How many Russians are actually drinkers, and how heavily do they actually drink? Officially, Russia classifies some 7 million out of roughly 120 million persons over 15 years of age, or roughly 6 percent of its adult population, as heavy drinkers. But the numbers are surely higher than this. According to data compiled by the World Health Organization, as of 2003 Russia was Europe’s heaviest per capita spirits consumer; its reported hard liquor consumption was over four times as high as Portugal’s, three times that of Germany or Spain, and over two and a half times higher than that of France.
Yet even these numbers may substantially understate hard spirit use in Russia, since the WHO figures follow only the retail sale of hard liquor. But samogon—home-brew, or “moonshine”—is, according to some Russian researchers, a huge component of the country’s overall intake. Professor Alexander Nemstov, perhaps Russia’s leading specialist in this area, argues that Russia’s adult population—women as well as men—puts down the equivalent of a bottle of vodka per week.

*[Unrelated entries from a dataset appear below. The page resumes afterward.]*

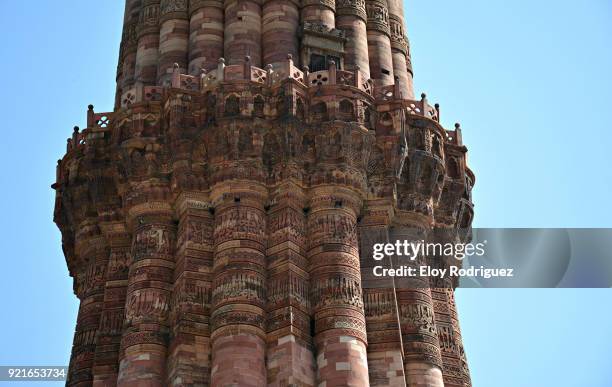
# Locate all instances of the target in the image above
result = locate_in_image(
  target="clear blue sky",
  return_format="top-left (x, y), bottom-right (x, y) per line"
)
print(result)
top-left (0, 0), bottom-right (612, 387)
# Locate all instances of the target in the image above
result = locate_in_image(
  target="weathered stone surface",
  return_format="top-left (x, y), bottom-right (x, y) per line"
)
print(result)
top-left (53, 0), bottom-right (475, 387)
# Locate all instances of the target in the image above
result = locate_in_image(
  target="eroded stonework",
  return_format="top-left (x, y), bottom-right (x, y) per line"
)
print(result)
top-left (53, 0), bottom-right (475, 387)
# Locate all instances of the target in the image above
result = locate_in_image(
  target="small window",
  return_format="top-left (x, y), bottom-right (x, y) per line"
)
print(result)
top-left (308, 54), bottom-right (327, 72)
top-left (327, 55), bottom-right (341, 70)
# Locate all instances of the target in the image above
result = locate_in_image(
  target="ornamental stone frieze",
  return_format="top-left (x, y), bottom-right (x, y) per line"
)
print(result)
top-left (53, 0), bottom-right (475, 387)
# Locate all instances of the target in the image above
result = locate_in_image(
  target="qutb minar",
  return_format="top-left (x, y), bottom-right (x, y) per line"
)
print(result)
top-left (53, 0), bottom-right (475, 387)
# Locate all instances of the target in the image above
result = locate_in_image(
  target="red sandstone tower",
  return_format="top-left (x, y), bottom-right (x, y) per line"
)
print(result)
top-left (53, 0), bottom-right (475, 387)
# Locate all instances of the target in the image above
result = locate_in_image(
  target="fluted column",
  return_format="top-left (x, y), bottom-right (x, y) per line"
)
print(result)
top-left (336, 0), bottom-right (370, 80)
top-left (429, 232), bottom-right (471, 387)
top-left (223, 0), bottom-right (262, 67)
top-left (366, 0), bottom-right (395, 86)
top-left (390, 224), bottom-right (444, 387)
top-left (266, 183), bottom-right (316, 387)
top-left (211, 186), bottom-right (267, 387)
top-left (359, 205), bottom-right (406, 387)
top-left (157, 0), bottom-right (189, 85)
top-left (387, 0), bottom-right (414, 99)
top-left (117, 205), bottom-right (176, 386)
top-left (167, 192), bottom-right (214, 386)
top-left (300, 0), bottom-right (336, 28)
top-left (308, 186), bottom-right (369, 387)
top-left (189, 0), bottom-right (224, 75)
top-left (93, 226), bottom-right (130, 387)
top-left (136, 0), bottom-right (160, 86)
top-left (262, 0), bottom-right (300, 65)
top-left (116, 0), bottom-right (142, 102)
top-left (66, 220), bottom-right (108, 387)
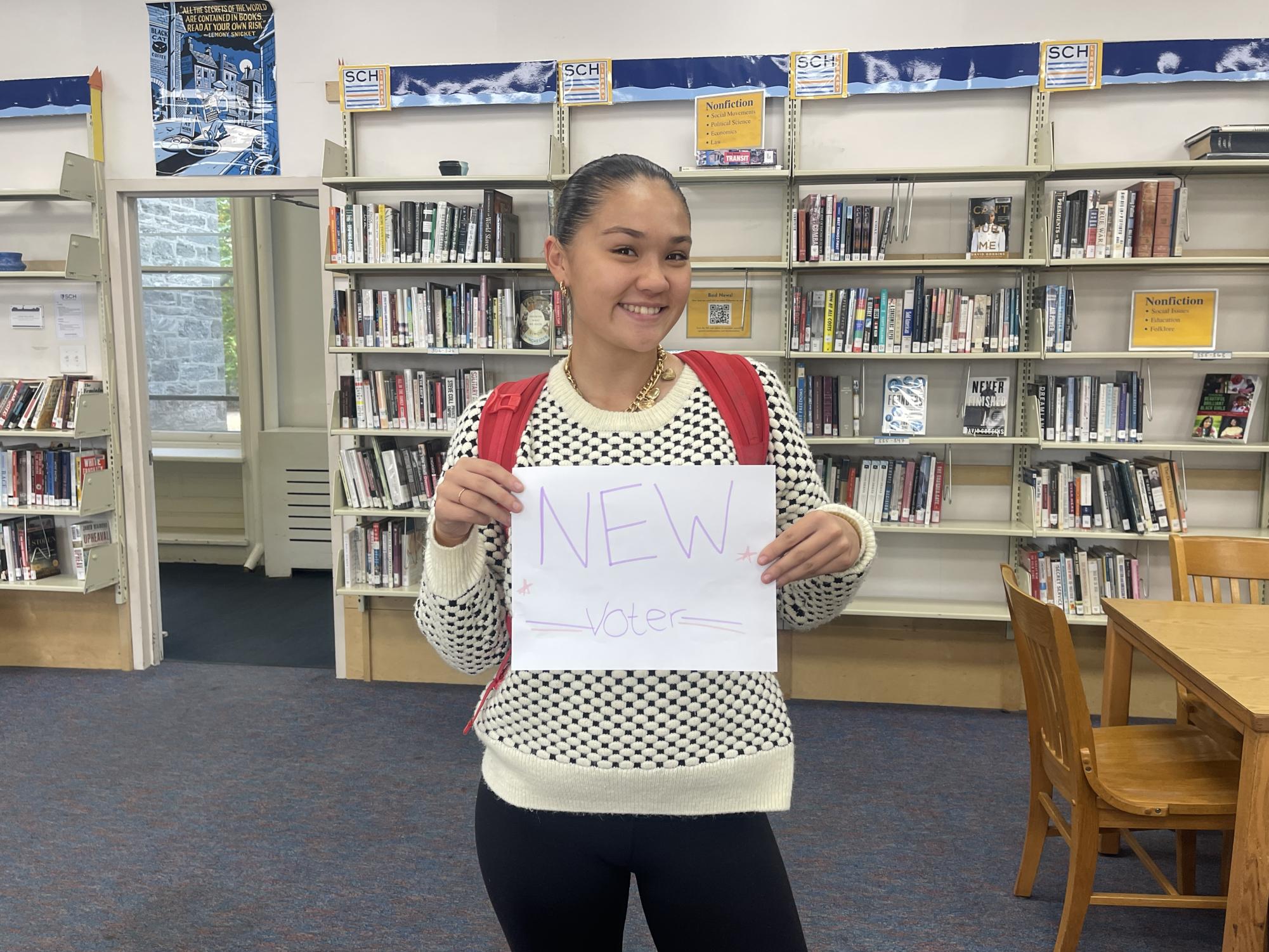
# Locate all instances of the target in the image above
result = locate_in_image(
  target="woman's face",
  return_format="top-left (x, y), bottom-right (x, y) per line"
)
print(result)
top-left (547, 178), bottom-right (692, 353)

From the epidemiological standpoint, local-level studies have offered fairly chilling proof that alcohol is a direct factor in premature mortality. One forensic investigation of blood alcohol content by a medical examiner’s office in a city in the Urals, for example, indicated that over 40 percent of the younger male decedents evaluated had probably been alcohol-impaired or severely intoxicated at the time of death—including one quarter of the deaths from heart disease and over half of those from accidents or injuries. But medical and epidemiological studies have also demonstrated that, in addition to its many deaths from consumption of ordinary alcohol, Russia also suffers a grisly toll from alcohol poisoning, as the country’s drinkers, in their desperate quest for intoxication, down not only sometimes severely impure samogon, but also perfumes, alcohol-based medicines, cleaning solutions, and other deadly liquids. Death rates from such alcohol poisoning appear to be at least one hundred times higher in Russia than the United States—this despite the fact that the retail price in Russia today is lower for a liter of vodka than a liter of milk.

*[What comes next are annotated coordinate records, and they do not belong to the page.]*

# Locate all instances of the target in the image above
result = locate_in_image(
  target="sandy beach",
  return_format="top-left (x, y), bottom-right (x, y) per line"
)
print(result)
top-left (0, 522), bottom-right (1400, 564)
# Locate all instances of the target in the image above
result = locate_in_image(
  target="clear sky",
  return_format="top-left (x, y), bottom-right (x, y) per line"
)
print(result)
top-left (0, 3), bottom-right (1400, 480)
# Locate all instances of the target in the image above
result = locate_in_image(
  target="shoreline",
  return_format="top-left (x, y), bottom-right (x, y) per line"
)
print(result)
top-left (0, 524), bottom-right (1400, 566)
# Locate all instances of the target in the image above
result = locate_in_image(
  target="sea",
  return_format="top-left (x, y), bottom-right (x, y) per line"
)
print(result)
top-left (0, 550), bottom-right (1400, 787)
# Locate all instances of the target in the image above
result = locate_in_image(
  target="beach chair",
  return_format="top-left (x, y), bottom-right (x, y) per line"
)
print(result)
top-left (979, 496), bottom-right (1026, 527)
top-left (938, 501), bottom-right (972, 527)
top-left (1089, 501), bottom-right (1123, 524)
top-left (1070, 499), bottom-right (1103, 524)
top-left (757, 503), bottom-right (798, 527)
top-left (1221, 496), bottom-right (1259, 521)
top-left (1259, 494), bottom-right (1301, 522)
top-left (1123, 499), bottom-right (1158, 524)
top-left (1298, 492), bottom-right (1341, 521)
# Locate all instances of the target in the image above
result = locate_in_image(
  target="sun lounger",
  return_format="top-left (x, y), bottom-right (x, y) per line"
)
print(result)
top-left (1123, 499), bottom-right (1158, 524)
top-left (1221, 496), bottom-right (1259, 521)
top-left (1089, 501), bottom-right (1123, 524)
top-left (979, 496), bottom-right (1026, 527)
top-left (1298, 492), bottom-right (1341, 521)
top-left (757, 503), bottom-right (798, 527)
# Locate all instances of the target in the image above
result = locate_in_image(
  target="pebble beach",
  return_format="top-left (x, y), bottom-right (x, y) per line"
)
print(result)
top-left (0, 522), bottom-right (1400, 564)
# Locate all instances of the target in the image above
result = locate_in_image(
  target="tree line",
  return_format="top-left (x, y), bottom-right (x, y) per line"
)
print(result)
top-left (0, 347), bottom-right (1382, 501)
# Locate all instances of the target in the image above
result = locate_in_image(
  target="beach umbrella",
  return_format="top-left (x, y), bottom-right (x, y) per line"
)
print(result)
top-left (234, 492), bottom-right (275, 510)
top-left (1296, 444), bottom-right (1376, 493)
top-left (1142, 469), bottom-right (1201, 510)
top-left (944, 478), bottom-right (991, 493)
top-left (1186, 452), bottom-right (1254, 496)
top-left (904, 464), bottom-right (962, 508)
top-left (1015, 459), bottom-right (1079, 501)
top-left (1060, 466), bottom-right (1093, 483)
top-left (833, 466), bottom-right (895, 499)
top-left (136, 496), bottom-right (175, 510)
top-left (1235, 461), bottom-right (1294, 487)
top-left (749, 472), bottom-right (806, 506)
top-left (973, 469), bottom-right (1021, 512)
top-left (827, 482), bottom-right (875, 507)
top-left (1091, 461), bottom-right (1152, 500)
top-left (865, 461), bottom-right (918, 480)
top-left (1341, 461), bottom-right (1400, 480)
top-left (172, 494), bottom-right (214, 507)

Alcohol abuse is a complicated subject. People tend to drink more when it is socially sanctioned, one reason that college students tend to binge drink. Drunken frat boys, football fans, etc are celebrated in TV commercials and movies as relatively normative on college campuses, so the fact that college aged young people, most arriving with very little experience of responsible drinking, binge drink is troubling but not surprising. Beyond that, alcohol abuse increases with stress. People who are stressed find relief from anxiety and depression in alcohol, which eventually worsens their realistic situation but provides short term relief. There are also genetic predispositions to alcohol dependency and the easy availability of alcohol plays a role, as well.

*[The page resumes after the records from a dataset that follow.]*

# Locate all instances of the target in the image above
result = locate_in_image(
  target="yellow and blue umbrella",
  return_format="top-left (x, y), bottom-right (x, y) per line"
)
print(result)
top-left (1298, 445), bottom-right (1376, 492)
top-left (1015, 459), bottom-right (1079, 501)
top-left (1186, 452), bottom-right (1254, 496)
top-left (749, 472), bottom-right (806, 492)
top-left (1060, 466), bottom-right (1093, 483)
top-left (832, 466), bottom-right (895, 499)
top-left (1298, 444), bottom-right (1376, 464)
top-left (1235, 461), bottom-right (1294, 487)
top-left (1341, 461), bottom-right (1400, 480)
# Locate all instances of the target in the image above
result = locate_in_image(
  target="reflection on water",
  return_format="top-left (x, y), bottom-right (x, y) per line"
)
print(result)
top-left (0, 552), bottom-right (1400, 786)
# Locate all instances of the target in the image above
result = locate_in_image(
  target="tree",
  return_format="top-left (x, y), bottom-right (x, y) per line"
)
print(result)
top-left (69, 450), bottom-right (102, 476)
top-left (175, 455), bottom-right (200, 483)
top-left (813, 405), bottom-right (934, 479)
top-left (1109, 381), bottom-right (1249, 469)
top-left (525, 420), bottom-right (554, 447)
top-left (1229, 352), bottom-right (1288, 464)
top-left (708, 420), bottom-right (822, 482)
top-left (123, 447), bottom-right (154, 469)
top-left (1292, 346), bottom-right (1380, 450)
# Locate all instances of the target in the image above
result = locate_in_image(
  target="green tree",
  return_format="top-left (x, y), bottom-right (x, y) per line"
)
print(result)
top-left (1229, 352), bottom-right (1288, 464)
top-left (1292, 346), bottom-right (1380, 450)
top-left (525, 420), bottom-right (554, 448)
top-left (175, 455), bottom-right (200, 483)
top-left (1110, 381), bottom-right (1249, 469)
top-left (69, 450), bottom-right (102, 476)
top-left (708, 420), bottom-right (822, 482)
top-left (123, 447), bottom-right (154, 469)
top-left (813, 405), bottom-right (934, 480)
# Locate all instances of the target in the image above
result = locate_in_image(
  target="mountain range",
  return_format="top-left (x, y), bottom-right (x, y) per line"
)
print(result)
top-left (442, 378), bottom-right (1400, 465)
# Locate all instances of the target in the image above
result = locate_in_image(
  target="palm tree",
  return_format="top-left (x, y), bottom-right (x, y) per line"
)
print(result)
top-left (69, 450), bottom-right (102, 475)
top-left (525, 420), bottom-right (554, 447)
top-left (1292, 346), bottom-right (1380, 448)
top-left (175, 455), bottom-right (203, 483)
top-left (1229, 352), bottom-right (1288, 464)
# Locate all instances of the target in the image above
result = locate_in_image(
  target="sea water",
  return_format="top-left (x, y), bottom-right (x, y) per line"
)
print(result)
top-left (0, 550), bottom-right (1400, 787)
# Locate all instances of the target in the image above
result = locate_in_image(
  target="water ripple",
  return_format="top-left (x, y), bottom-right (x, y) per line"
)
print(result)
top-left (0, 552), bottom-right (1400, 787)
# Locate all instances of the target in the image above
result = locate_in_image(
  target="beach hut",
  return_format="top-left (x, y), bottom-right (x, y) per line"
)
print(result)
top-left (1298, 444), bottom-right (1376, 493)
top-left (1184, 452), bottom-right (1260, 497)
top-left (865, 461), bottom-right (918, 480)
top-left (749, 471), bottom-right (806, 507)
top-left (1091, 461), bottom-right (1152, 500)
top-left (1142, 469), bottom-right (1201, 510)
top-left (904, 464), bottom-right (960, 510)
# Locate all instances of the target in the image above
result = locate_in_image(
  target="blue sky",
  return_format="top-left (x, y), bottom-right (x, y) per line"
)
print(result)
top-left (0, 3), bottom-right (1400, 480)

My suspicion is that a significant underlying factor in the collapse of population in Russia relates to what can only be understood as a collapse of meaning. Further, this collapse of meaning is perhaps worst in the West but is a part of Modernity that is beginning to be felt in some surprising locales. I will return to this and expand upon it when I address the second World Affairs Journal article that caught my attention. Life On Venus: Europe’s Last Man is a very different sort of article which does not look at Europe's demographics but explores Europe's zeitgeist through the eyes of three novelists. It provides a great deal of food for thought.